Fête exceptionnelle ou simple soirée ciné, allure ultra pointue ou jogging un peu fatigué,  parce que toute occasion est bonne à prendre lorsqu’il s’agit d’attirer l’attention de la personne qui nous fait craquer, on dégaine tout notre potentiel de coolitude en story Insta. Une pratique qui a enfin un nom, le Gatsbying.

Imaginez : il est 18h, vous prenez un verre en terrasse avec votre BFF, les rayons du soleil caressent votre visage, la robe rouge portefeuille repérée sur Pinterest vous sied parfaitement. Jusqu’ici rien d’incroyable. Oui mais voilà, la tentation d’interrompre votre amie entre deux gossips, pour lui demander bien gentiment de vous prendre en Boomerang, est trop forte.

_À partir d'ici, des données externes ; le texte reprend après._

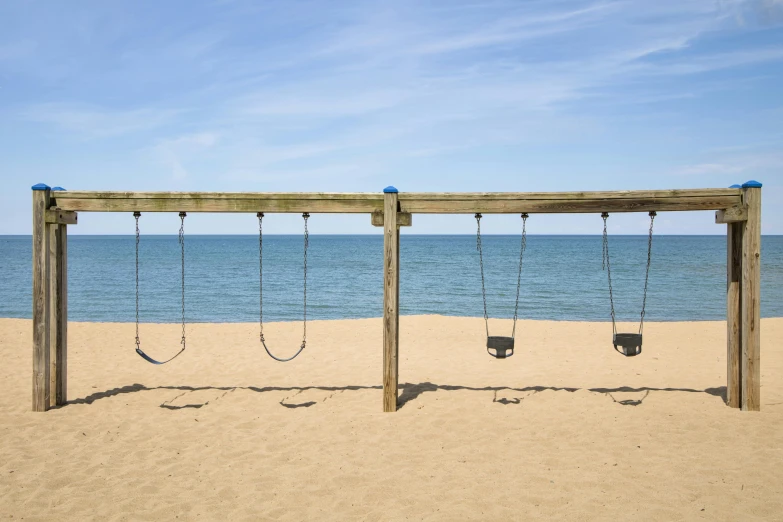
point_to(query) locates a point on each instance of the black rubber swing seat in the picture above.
(630, 345)
(503, 346)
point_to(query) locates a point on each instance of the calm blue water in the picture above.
(562, 277)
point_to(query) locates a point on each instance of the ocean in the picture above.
(562, 277)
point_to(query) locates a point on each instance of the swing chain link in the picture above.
(522, 247)
(305, 216)
(137, 215)
(606, 266)
(260, 216)
(182, 249)
(481, 264)
(647, 273)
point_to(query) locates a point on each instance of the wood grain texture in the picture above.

Un drink à la main, l’air de rien, direct en story. #Effortless #Tgif #Summermood.

Quelques minutes plus tard, deuxième tournée. Vous ne faîtes même plus semblant de vous intéresser aux problèmes de boulot de votre pote. Trop occupée à scroller frénétiquement la liste de vues qu’a suscité votre post. Malheureusement, la seule personne qui en vaille vraiment la peine n’a pas daigné cliquer sur votre profil. Loupé. #Toobad #Disappointed #Sadness.

« On retrinque. J’ai loupé mon Boomerang »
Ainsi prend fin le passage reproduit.